Jamie Dimon, CEO of JPMorgan Chase speaking with CNBC’s Leslie Picker in Bozeman, MT on Aug. 2nd, 2023.
CNBC
JPMorgan Chase CEO Jamie Dimon told CNBC on Wednesday that lawsuits against the enormous bank related to its former client, the sex offender Jeffrey Epstein, have impacted its brand equity “just a little bit.”
“But we banked Jeffrey Epstein and I’m so sorry that we did. I wish we hadn’t,” Dimon told CNBC’s Leslie Picker. “Had we known then what we all know today, we obviously would not have.”
“And yes, we make terrible mistakes sometimes and we apologize for it,” Dimon later said.
JPMorgan in June agreed to accept $290 million a Recent York federal court lawsuit by an Epstein accuser alleging that the bank enabled Epstein’s sex trafficking of young women throughout the years he kept hundreds of thousands of dollars on deposit there, from 1998 to 2013. Other victims of Epstein will share in that settlement, by which the bank didn’t admit wrongdoing.
The bank is constant to fight an analogous lawsuit in the identical court over its relationship with Epstein by the federal government of the U.S. Virgin Islands, which is scheduled to go to trial this fall.
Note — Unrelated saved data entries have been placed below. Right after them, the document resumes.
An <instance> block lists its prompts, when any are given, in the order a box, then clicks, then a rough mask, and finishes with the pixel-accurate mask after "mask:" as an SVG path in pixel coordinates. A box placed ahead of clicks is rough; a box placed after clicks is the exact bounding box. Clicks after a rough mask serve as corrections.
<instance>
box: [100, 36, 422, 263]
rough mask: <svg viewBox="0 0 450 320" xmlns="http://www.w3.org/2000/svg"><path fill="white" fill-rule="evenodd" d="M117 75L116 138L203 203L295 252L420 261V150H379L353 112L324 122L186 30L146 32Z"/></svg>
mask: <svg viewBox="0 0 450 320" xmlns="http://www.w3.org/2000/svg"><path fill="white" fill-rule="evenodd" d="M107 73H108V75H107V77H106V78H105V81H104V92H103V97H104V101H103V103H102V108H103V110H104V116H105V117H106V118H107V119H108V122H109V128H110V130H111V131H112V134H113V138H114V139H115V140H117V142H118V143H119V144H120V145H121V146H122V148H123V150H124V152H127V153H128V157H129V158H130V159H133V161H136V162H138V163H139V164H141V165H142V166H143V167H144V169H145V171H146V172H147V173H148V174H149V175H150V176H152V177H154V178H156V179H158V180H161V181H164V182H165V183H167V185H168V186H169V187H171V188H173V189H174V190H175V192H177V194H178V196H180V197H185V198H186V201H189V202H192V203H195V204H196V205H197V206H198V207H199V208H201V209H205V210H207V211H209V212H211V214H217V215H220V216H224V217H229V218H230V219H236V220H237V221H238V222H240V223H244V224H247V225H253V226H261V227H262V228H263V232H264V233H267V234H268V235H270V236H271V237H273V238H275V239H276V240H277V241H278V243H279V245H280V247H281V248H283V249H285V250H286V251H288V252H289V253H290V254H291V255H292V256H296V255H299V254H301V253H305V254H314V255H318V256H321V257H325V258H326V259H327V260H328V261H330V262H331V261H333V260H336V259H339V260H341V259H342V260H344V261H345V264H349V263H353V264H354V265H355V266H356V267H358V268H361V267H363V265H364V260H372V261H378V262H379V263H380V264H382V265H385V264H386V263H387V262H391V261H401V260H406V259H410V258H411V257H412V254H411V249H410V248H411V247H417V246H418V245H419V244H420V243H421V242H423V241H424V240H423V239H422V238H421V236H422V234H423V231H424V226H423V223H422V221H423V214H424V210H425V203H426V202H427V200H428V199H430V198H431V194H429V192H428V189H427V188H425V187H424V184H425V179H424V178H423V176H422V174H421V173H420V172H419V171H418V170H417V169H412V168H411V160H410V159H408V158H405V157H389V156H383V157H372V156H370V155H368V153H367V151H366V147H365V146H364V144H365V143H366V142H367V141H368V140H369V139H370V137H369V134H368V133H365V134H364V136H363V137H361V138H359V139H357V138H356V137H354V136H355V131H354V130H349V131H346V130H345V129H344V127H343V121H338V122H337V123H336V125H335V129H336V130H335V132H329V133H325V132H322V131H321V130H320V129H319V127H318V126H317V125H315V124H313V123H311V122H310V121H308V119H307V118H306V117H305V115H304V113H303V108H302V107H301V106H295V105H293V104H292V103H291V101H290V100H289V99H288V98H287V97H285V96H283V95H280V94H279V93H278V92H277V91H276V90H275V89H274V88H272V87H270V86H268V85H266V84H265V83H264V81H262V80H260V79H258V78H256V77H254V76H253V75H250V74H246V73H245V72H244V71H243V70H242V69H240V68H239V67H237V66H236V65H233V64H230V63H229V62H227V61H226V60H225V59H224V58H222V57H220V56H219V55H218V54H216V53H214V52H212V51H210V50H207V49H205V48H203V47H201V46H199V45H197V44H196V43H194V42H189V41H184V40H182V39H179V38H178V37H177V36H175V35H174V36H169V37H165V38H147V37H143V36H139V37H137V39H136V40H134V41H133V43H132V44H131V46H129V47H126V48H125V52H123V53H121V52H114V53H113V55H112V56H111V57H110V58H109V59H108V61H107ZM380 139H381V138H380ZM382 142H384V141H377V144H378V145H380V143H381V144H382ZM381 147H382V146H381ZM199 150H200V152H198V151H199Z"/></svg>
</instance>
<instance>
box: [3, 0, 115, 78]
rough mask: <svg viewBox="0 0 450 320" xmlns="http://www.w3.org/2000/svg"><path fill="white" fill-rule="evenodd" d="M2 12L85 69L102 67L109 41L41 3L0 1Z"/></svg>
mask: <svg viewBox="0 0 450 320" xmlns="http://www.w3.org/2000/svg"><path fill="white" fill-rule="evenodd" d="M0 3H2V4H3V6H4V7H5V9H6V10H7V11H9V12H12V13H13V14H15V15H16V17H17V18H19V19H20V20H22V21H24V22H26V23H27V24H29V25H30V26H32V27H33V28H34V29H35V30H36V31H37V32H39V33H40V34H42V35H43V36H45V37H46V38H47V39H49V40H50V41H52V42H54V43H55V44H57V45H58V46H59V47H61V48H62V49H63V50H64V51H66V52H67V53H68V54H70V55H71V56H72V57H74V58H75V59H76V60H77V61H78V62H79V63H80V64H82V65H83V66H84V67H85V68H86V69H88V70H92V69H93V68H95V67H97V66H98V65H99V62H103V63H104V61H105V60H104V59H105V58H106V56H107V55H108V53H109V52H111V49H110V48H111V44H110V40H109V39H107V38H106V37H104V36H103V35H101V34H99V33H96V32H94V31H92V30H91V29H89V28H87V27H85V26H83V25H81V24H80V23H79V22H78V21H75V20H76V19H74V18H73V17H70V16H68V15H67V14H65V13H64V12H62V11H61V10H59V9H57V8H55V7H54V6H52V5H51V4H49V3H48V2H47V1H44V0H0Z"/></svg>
JPMorgan has denied any wrongdoing in that case.
The Virgin Islands accuses JPMorgan of retaining Epstein as a client despite multiple red flags being raised internally about him through the years.
Epstein had pleaded guilty in 2008 to a Florida state charge of soliciting sex from a minor, five years before JPMorgan booted him as a client.
Asked Wednesday if JPMorgan had modified the way in which it vets potential clients, Dimon said, “Yes, because we have now to be very careful again, we won’t kick out people based on allegations, but again, yes, I believe we are able to do more, particularly around a complete bunch of things.”
JPMorgan spokeswoman Patricia Wexler, when asked about Dimon’s comments, told CNBC, “Any association with Epstein was a mistake and in hindsight we regret it, but we didn’t help him commit his heinous crimes.”
“We might never have continued to do business with him if we believed he was engaged in an ongoing sex trafficking operation,” Wexler said.
Epstein, 66, killed himself in a Manhattan federal jail in August 2019, a month after he was arrested on child sex trafficking charges.
In May, Republican attorneys general in 19 states wrote Dimon a letter accusing the bank of closing some customers’ accounts “attributable to their religious or political affiliation.”
JPMorgan has flatly rejected that claim, telling The Wall Street Journal on the time, “We’ve got never and would never exit a client relationship attributable to their political or religious affiliation.”
Last week, employees of Florida retail health company Mercola Market told the Florida Voice that JPMorgan abruptly terminated their personal and company bank accounts without explaining the move.
“One among the staff believes the account shutdowns were politically motivated and attributable to their employer’s controversial stance on COVID-19,” the news outlet reported. Dr. Joseph Mercola owns the corporate.
JPMorgan told Florida Voice last week, “For privacy reasons, we won’t discuss customer relationships, but we do not close accounts due to political affiliations, and we didn’t achieve this on this case.”